In addition, based on the orientation of the noise recording, a target plane can be selected and determined, and a region (for example, a visible plane 10m by 10m ahead, and 10 regions divided into 1m by 1 m) can be cut for the target plane, so that a second relative receiving delay corresponding to the microphones when the sound is transmitted from the region can be sequentially calculated according to the cross-correlation method. Finally, the first relative receiving delay is compared with each second relative receiving delay, and when the difference between the first relative receiving delay and each second relative receiving delay is smaller, the positions of the first relative receiving delay and each second relative receiving delay are closer, so that the position of the target area corresponding to the target second relative receiving delay with the smallest difference is determined as the position of the target noise.

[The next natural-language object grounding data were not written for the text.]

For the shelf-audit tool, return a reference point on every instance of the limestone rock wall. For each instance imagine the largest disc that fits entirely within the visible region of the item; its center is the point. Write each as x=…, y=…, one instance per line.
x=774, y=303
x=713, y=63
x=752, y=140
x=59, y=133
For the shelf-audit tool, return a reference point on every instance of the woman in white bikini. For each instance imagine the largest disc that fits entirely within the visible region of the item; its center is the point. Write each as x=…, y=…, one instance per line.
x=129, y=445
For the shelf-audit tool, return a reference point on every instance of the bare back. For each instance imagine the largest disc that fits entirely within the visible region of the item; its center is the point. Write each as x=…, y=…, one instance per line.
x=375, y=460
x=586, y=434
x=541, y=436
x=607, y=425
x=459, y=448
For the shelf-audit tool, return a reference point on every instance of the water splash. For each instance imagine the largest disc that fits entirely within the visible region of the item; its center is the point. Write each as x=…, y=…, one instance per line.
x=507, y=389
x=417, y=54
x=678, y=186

In one embodiment, the method further comprises:
and acquiring an environment image acquired by the monitoring dome camera in the target environment, and generating sound image evidence information of the noise source by combining the environment image and the second noise position.
In the embodiment of the application, the target environment is provided with a monitoring ball machine to acquire environment image information besides the microphone array, and the determined target noise position and the environment image are combined for drawing, so that a specific building from which a noise source is transmitted can be determined, and noise source acoustic image evidence information is generated and acquired, so that follow-up and management and control can be performed later.

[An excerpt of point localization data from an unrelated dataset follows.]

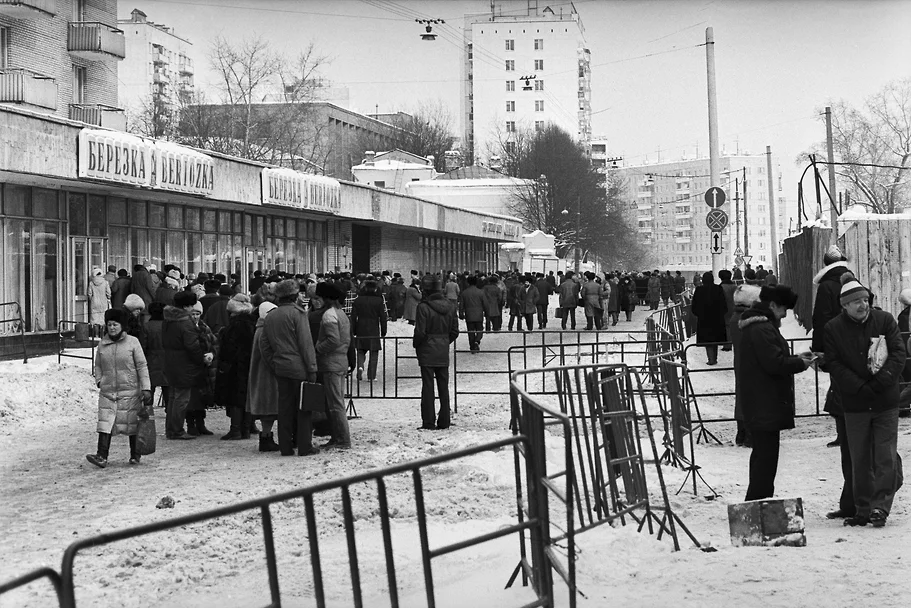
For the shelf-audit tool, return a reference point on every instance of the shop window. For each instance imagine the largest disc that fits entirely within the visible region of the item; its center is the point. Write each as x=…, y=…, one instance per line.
x=175, y=216
x=138, y=214
x=117, y=210
x=78, y=216
x=16, y=200
x=193, y=218
x=97, y=219
x=45, y=203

The beamforming-based adaptive positioning apparatus for environmental noise source provided by the embodiment of the present application will be described in detail below with reference to fig. 2. It should be noted that, the beamforming-based environmental noise source adaptive positioning apparatus shown in fig. 2 is used for executing the method of the embodiment shown in fig. 1 of the present application, and for convenience of description, only the portion related to the embodiment of the present application is shown, and specific technical details are not disclosed, please refer to the embodiment shown in fig. 1 of the present application.

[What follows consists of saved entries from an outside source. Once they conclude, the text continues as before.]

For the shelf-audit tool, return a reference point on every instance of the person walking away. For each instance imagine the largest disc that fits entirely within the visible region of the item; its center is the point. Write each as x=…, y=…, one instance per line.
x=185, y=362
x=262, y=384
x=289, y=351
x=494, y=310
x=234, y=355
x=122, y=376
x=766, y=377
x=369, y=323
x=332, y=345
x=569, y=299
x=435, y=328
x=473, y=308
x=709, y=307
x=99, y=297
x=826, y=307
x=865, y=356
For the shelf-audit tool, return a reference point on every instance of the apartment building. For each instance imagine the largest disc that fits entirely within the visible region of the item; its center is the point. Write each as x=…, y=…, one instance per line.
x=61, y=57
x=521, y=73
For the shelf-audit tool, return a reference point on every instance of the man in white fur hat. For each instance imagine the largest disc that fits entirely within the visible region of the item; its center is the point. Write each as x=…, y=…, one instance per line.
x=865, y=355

Referring to fig. 2, fig. 2 is a schematic structural diagram of an adaptive positioning apparatus for environmental noise source based on beamforming according to an embodiment of the present application. As shown in fig. 2, the apparatus includes:
the acquisition module 201 is configured to acquire an environmental recording acquired by a microphone array in a target environment, and extract a voiceprint mei-spectral feature of the environmental recording based on a mel-frequency cepstrum;
a selecting module 202, configured to determine a noise source type corresponding to each voiceprint plum spectrum feature based on a KNN algorithm, and select all noise features corresponding to the noise source type from a preset noise database;
and the positioning module 203 is configured to perform beamforming positioning on the environment audio record based on each noise feature to obtain a target noise position.
In one implementation, the obtaining module 201 includes:
the first calculation unit is used for calculating a fast Fourier transform spectrum corresponding to the environment sound recording;
and the second calculating unit is used for introducing the fast Fourier transform frequency spectrum into a Mel frequency filter to obtain the voiceprint plum spectrum characteristic.
In one possible implementation, the selecting module 202 includes:
the first acquisition unit is used for acquiring a classified sample voiceprint feature plane corresponding to the preset noise database and mapping each voiceprint plum spectrum feature to the classified sample voiceprint feature plane;
the third calculating unit is used for calculating the distance between the mapped voiceprint plum spectrum features and the voiceprint features of the samples in the classified sample voiceprint feature plane, and selecting a first preset number of first sample voiceprint features according to the sequence of the distance from small to large;
and the counting unit is used for counting the number of each noise source type in the first sample voiceprint characteristic, and determining the noise source type with the maximum number as the noise source type corresponding to the voiceprint plum spectrum characteristic.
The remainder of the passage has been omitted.